飲水思縁〜台湾華語・台湾茶人文教室準備中

飲水思源とは中国語の四字熟語で、
水を飲んで、その源に感謝の気持ちを抱くということです。

お世話になっている日本で、
生まれ育った台湾の良さを伝えていくことをライフワークにしています。

華 涵 翠 感想1) 流れる縁を繋ぐ……
華 涵 翠 感想2) おもてなしの勉強……
 
ご縁に感謝するという気持ちと、おもてなしで勉強になったという気持ちをテーマに、これまで華涵翠茶会の感想として記しました。
 
この記事では、華涵翠茶会を機に、茶人のあるべき姿について再考することを目標に書いていきたいです。
 
茶があらゆる表現の中で、異色を放っています。理由はその特性について、茶という媒体を介し、主客が味覚的に共通事項を持つことができることにあります。
 
テーブルのしつらえから、茶芸(いわゆるパフォーマンス)、トークまで、全部が1人の中で一体化にならなければなりません。
 
あとから3人の淹れていたところの写真を見せていただきました。実に見惚れたり、見て身を引き締めさせたりする写真に出会えました。お客様もこう、3人のことを眺めてくださったと思うと、とても嬉しいです。
 
 
    ▲智翠さん。ご参加の方撮。
 
知り合った当時から、智翠さんの茶芸に魅了され続けてきました。
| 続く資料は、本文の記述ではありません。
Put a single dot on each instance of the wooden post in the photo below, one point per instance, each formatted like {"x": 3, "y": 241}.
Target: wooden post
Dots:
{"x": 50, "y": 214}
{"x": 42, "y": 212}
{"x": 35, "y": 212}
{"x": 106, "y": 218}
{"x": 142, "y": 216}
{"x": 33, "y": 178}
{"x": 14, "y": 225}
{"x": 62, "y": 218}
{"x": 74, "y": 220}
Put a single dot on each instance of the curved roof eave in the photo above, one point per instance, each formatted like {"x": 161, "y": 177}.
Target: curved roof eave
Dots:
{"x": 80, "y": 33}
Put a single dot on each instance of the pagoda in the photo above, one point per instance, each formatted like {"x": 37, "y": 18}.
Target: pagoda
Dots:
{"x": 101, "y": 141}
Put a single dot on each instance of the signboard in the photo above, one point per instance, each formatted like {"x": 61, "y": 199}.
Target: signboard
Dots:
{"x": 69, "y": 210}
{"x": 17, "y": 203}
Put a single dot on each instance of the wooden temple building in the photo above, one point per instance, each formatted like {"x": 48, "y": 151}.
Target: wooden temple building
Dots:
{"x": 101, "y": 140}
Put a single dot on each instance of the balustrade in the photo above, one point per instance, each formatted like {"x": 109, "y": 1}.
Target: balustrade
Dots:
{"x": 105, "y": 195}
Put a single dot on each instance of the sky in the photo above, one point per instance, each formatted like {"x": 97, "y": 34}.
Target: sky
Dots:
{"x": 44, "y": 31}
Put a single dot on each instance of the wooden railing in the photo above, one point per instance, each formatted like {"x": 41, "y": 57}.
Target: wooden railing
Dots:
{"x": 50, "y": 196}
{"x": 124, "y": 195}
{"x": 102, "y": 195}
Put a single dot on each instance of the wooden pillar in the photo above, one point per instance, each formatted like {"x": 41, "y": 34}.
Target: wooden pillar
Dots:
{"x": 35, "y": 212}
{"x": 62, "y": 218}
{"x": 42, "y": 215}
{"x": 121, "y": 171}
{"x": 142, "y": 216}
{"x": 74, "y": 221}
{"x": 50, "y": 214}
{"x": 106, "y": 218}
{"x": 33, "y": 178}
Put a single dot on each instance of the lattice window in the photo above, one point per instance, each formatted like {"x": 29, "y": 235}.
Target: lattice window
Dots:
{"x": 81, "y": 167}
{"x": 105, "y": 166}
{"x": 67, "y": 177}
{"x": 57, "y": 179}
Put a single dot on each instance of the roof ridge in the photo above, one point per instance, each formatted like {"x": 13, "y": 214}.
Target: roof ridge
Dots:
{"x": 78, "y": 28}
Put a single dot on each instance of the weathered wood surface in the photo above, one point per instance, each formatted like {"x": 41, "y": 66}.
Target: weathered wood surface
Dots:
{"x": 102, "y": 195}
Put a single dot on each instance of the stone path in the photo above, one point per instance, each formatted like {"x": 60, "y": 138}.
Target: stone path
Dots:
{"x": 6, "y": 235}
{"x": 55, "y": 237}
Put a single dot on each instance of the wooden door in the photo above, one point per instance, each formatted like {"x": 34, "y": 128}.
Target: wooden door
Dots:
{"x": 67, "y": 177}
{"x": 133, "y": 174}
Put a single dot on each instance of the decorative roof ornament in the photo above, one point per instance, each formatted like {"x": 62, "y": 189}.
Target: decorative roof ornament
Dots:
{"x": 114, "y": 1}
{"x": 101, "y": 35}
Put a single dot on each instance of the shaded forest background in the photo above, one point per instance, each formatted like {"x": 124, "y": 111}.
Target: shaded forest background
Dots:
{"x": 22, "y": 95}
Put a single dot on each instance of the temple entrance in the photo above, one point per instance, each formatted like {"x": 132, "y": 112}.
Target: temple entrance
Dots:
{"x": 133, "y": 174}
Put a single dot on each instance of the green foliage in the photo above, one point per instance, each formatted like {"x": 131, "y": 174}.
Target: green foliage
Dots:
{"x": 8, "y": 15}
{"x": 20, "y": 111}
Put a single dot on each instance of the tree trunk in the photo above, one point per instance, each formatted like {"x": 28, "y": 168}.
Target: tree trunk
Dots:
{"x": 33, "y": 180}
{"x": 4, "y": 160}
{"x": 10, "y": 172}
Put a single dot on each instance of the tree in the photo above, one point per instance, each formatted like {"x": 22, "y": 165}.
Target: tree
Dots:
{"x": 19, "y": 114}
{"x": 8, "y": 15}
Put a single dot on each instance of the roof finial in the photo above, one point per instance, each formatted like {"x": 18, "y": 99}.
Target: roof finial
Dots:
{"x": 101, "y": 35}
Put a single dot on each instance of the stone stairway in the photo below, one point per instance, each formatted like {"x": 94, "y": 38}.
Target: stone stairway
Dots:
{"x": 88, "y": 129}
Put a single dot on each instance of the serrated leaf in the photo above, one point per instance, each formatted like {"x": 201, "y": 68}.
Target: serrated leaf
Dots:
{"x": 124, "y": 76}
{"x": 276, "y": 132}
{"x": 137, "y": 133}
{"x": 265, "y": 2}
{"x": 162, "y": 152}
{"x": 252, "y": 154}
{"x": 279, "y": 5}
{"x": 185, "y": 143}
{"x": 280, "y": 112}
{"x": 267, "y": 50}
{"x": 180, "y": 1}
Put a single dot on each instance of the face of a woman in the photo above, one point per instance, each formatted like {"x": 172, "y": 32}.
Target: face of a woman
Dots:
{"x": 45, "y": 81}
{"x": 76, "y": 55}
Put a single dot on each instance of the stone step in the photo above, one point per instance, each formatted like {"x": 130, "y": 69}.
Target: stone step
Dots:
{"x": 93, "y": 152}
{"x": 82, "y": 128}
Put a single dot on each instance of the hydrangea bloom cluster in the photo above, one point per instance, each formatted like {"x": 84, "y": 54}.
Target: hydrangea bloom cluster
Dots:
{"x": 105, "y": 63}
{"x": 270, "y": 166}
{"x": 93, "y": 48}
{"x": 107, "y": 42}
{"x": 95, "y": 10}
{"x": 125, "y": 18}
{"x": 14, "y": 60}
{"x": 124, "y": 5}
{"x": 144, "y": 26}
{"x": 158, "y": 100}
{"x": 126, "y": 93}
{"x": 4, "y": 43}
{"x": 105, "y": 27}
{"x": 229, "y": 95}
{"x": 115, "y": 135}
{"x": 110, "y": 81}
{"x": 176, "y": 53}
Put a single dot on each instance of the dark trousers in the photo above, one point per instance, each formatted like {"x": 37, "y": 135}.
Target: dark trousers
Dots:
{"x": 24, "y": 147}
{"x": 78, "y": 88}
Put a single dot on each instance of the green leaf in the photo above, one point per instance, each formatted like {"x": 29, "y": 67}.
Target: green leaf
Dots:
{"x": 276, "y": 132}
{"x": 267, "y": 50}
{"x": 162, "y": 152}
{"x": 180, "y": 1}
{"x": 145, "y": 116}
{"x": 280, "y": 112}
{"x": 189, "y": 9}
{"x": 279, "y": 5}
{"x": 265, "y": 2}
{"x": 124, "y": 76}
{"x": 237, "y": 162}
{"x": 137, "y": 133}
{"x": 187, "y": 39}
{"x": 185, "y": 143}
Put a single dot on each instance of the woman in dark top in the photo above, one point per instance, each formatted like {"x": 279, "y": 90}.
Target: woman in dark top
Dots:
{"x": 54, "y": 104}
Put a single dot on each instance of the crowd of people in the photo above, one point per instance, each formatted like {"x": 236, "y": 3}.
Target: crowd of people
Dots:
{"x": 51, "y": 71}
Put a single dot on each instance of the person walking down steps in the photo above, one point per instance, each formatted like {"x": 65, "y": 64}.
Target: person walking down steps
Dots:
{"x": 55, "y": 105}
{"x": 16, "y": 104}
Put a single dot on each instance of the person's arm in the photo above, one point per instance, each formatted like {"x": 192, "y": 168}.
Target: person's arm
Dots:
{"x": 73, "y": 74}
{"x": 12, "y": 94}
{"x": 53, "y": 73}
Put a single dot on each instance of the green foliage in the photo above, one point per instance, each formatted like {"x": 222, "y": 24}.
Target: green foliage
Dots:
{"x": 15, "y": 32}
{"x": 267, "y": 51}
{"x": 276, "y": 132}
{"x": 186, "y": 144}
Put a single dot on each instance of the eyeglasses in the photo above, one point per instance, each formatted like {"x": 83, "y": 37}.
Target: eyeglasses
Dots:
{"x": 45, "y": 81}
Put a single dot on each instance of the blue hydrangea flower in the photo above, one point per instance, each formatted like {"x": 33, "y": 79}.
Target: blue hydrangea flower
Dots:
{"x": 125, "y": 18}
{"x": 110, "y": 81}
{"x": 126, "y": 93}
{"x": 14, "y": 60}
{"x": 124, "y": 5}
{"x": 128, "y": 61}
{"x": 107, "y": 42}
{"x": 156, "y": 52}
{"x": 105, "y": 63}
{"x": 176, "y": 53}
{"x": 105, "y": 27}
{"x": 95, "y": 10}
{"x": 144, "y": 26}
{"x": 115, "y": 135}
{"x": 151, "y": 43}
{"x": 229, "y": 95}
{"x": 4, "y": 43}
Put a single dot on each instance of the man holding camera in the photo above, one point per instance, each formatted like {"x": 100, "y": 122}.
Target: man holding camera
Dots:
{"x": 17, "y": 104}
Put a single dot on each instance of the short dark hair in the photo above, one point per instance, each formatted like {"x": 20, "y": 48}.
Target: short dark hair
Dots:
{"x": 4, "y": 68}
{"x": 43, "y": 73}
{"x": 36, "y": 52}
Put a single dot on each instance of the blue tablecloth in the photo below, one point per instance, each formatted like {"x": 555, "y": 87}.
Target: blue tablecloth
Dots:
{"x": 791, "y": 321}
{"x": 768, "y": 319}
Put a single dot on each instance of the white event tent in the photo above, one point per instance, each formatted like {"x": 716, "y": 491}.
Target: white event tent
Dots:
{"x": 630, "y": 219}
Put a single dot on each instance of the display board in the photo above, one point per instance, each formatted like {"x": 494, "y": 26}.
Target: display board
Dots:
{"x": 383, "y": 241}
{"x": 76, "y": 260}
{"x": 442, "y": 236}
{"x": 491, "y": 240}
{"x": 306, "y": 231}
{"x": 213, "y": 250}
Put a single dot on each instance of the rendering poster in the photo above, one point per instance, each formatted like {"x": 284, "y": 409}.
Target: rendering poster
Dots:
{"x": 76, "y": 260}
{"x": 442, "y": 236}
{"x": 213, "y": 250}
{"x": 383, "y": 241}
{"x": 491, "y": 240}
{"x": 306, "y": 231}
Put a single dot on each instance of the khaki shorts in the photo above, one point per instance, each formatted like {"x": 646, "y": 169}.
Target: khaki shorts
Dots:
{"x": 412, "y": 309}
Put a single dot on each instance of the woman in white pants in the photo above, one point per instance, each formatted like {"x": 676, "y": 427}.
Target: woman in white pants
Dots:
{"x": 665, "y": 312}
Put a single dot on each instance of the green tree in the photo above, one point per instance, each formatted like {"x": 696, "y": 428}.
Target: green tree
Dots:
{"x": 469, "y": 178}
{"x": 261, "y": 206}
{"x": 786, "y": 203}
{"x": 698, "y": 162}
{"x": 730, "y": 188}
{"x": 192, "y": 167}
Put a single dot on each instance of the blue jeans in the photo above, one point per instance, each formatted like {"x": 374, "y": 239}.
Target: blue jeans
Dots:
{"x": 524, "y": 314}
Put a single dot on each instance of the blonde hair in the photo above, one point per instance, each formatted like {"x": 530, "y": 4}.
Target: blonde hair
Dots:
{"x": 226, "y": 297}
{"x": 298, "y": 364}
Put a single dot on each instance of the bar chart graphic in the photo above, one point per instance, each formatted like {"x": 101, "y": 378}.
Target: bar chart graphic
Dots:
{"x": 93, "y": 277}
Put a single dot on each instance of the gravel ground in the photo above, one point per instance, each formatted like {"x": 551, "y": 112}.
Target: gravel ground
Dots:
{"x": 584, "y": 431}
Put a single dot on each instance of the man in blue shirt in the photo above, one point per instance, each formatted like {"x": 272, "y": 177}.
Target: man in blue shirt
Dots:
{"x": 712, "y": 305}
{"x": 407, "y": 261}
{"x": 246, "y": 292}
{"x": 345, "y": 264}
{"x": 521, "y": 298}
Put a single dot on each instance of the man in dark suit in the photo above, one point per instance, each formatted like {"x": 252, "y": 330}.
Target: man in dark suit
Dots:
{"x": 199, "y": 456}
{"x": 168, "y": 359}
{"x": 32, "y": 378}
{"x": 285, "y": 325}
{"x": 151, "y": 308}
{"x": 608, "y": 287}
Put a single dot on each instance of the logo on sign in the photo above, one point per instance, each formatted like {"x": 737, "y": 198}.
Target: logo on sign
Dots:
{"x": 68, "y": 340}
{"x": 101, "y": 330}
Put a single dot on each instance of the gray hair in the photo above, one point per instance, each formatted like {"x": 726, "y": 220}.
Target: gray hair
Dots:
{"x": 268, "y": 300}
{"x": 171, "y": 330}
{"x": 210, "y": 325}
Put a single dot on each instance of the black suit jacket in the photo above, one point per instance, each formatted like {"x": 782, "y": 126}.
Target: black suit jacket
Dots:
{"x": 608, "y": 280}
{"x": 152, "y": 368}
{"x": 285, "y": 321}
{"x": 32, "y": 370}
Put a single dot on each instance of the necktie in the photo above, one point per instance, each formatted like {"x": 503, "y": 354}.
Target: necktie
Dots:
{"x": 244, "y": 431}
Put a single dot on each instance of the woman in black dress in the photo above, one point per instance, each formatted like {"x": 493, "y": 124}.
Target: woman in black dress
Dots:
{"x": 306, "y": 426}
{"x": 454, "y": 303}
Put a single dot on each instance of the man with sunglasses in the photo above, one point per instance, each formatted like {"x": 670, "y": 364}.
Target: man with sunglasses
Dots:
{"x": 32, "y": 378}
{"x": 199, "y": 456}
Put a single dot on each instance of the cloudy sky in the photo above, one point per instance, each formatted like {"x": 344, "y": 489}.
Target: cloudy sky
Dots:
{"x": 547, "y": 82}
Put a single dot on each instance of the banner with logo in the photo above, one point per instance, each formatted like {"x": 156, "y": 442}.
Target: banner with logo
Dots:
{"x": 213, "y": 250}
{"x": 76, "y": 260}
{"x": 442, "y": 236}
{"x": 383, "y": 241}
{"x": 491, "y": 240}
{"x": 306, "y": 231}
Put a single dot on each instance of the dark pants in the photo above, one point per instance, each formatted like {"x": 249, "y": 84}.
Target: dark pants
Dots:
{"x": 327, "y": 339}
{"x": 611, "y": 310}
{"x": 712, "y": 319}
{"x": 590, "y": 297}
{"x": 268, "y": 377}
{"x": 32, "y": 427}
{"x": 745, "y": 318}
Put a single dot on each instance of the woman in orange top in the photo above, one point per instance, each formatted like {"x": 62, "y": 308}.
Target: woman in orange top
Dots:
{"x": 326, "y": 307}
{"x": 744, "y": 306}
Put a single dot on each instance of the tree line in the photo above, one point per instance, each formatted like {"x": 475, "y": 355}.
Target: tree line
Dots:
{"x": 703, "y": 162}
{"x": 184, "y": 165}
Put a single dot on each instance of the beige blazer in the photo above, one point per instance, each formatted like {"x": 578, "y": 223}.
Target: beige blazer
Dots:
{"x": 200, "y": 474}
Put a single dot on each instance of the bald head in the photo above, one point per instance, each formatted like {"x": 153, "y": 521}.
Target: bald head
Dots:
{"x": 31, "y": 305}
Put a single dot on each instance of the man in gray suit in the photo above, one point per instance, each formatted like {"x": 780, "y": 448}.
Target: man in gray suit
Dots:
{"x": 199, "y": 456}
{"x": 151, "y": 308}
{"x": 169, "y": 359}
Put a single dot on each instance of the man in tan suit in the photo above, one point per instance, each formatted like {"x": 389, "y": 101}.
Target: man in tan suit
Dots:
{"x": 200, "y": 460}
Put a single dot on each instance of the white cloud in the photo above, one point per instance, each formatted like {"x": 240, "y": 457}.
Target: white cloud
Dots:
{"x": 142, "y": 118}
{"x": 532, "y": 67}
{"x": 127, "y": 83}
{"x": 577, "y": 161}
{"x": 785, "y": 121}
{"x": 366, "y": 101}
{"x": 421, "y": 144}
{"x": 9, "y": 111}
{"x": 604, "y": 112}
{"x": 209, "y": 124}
この写真も私にとって、芸を見惚れてしまった一枚です。
 
それだけではなく、智翠さんの表情から、淹れ手・茶人であるべき、茶を愛する心も感じました。穏やかで美しい芸を見せてくれて、芸を見る側としても喜びます。
 

 

▲一華さん。小鳥茶楼撮。

 

一華さんも実にファンが大勢いらっしゃる茶人です。美しさと、男前のかっこよさが、所作に満遍なく表れています。

 

茶芸をする前の打ち合わせも感じましたが、目標設定を具体的に考えていらしたところは、全身の力を込めて、茶という表現と向き合っている、と。

 

 

▲私ルハン。小鳥茶楼撮。

 

自分を見ることが恥ずかしいですが、2月主催した写真展を経て、色々手伝ってくれた木月製作さんの言葉を思い出します。「ルハンはいおうとする言葉を真摯に噛み砕いて真剣に茶席を臨んでいる」という話でした。

 

自分のことは、さすがに智翠さんと一華さんを見たように、評価できませんが、周りの力を借りて、考えが寄らなかった自分も見つめてみる、というのは、茶人として、今の自分自身と向き合っていく最適な心構えと考えました。

 

 

私たちにとって、茶淹れは非日常ですが、閒茶さんにとって日常の茶をここまで気を配ってくださり、今回の運営を通して、閒茶さんのことも尊敬しています。茶人の姿もまた一つ見せてくれた気がします。

 

お蔭様で、私はお3方を見習いながら、実りのある感想にたどり着くことができました。是非今回を機に、これからも茶のことを盛り込んでいきましょう!

 

3回に分けた感想文も最後までお読みいただき、ありがとうございました。

 

そして、この8月に茶の発信活動が、まだ続いています。

 

華 涵 翠 感想1) 流れる縁を繋ぐ……
 
華涵翠(はなみどりをふくむ)茶会の前編では茶縁に感謝する気持ちを綴りました。この文章で、茶会主催の一員である自分は、この会を通して、どれほどおもてなしのことを見習い、ヒントを得られたかについて、感想をつづりたいと思います。

【閒茶】

素敵な空間と道具を貸してくれた閒茶さんが茶芸館店主としての優しいお人柄にまず感謝したいです。閒茶さんがいなければ、おそらくこの茶会はここまで円満に遂行することができなかったでしょう。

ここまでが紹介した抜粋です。